Gluten free flours, a healthier alternative
Dash Crop Limited is a limited liability company that works with smallholder farmers in cassava, finger millet, amaranth, pulses and sorghum value chains across Homabay, Migori, Busia, Kisumu and Siaya counties. The company’s mission is to support sustainable agribusiness among farmers in the region of Western Kenya.
Incorporating innovative business models in the flour sector
The company employs a contract farming model. Contracting out production is a commercial decision to facilitate an adequate supply within a designated period and at an economic price. Sorghum and cassava are the main crops used in production of its range of flours. The company is currently working with over 11,000 farmers in its sorghum and cassava value chains.
The sorghum model is a tri-partite model between the Kenya Commercial Bank (KCB), who provides input loans to farmers, and Dash Crop Limited, who acts as a provider of inputs in the production process and the off-taker of produce and the smallholder farmers. This model has enabled previously unbanked farmers to plug into the banking space and has enabled them to access other personal loans from KCB.
“We have achieved a number of milestones. From increasing our reach to five counties from one in 2015, working with over 11,000 farmers in the sorghum, millet, amaranth and cassava value chains, introducing our range of flours to acquiring land in Rongo for a flour processing facility,” said Caroline Alang’o, Managing Director.
New market opportunities for flour MSMEs
The flour sector MSMEs have in the recent past gained popularity with the public consumer, with a higher concentration of flour producing MSMEs located in Peri-Urban low income estates and rural areas. Large producers are mainly located in industrial areas and produce non-differentiated flours. However, Dash Crop targets consumers in peri-urban and rural areas with its range of flour that includes Composite Ugali Flour, Composite Uji Flour, Fermented Uji Flour and Pure Cassava Flour. With increased production capacity in the medium-term, the company will also target urban consumers who drive demand for gluten free and Slowly Digestible Starch products. These consumers are health-conscious and less price sensitive compared to the rural and peri-urban customers.

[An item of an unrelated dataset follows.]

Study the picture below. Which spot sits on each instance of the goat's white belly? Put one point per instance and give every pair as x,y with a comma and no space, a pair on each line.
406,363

The opportunities for the company to tap into are driven by industry surveys, which indicate that the Kenyan wheat flour market is expected to reach hit $1.15 billion by 2020. The commercial maize flour market, on the other hand, is expected to reach $444 million by 2020. Production of maize and wheat has been dwindling in the last few years as a result of diminishing rainfall. This creates immense opportunities for small scale millers, especially those doing substitution of wheat and maize with drought tolerant alternatives.
The company is looking into automating its production in order to increase its production capacity. The startup was admitted into the Kenya Climate Innovation Center’s incubation programme mid this year.